I have used this snippet to prevent webkit from changing antialiasing when using CSS transforms:
html{ -webkit-font-smoothing: antialiased; }
This works fine for most cases, however I noticed some weirdness in chrome when playing around with Bootstrap using this HTML:
<button class="btn btn-inverse">John Doe</button>
<a class="btn btn-inverse">John Doe</a>
This is how it looks in OSX/Chrome:
Fiddle: http://jsfiddle.net/hY2J7/. In fact, it seems that it is not applied to buttons at all. Is there a safer technique to trigger the same antialiasing in webkit for all elements?
If you're design is placing text onto a dark background then you have a good reason to look towards using the WebKit and Firefox prefixed font-smoothing options to make the text look lighter, but you should be warned that these only work on Mac and OSX and leaves the billions of other users with a sub-standard view.
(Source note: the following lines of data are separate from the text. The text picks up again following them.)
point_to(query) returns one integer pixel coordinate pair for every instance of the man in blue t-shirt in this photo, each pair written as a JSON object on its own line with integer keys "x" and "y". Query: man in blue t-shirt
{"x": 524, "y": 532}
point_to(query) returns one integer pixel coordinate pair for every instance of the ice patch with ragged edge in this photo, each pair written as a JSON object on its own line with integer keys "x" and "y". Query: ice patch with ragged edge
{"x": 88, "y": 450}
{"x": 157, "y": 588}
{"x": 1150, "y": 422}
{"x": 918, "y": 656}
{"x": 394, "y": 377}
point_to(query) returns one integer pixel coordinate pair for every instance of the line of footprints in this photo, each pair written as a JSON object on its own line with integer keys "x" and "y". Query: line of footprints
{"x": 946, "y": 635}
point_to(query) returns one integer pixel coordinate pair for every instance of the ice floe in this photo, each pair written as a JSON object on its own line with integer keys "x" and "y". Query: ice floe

auto - Allow the browser to select an optimization for font smoothing, typically grayscale . grayscale - Render text with grayscale antialiasing, as opposed to the subpixel. Switching from subpixel rendering to antialiasing for light text on dark backgrounds makes it look lighter.
Antialiasing refers to the smoothing of jagged edges of drawn graphics and text to improve their appearance or readability.
Your answer is:
* {-webkit-font-smoothing: antialiased;}
As the -webkit-font-smoothing is not a standard property, its inheritance rules are not properly defined.
In this case, for button elements, the default value for -webkit-font-smoothing is 'auto' not 'inherit'.
You can solve this by adding this css rule:
button {
-webkit-font-smoothing: inherit;
}
Now, the button element should inherit whatever values you've set it to.
You may also want to run some other tests to see if any other elements also exhibit the same behaviour.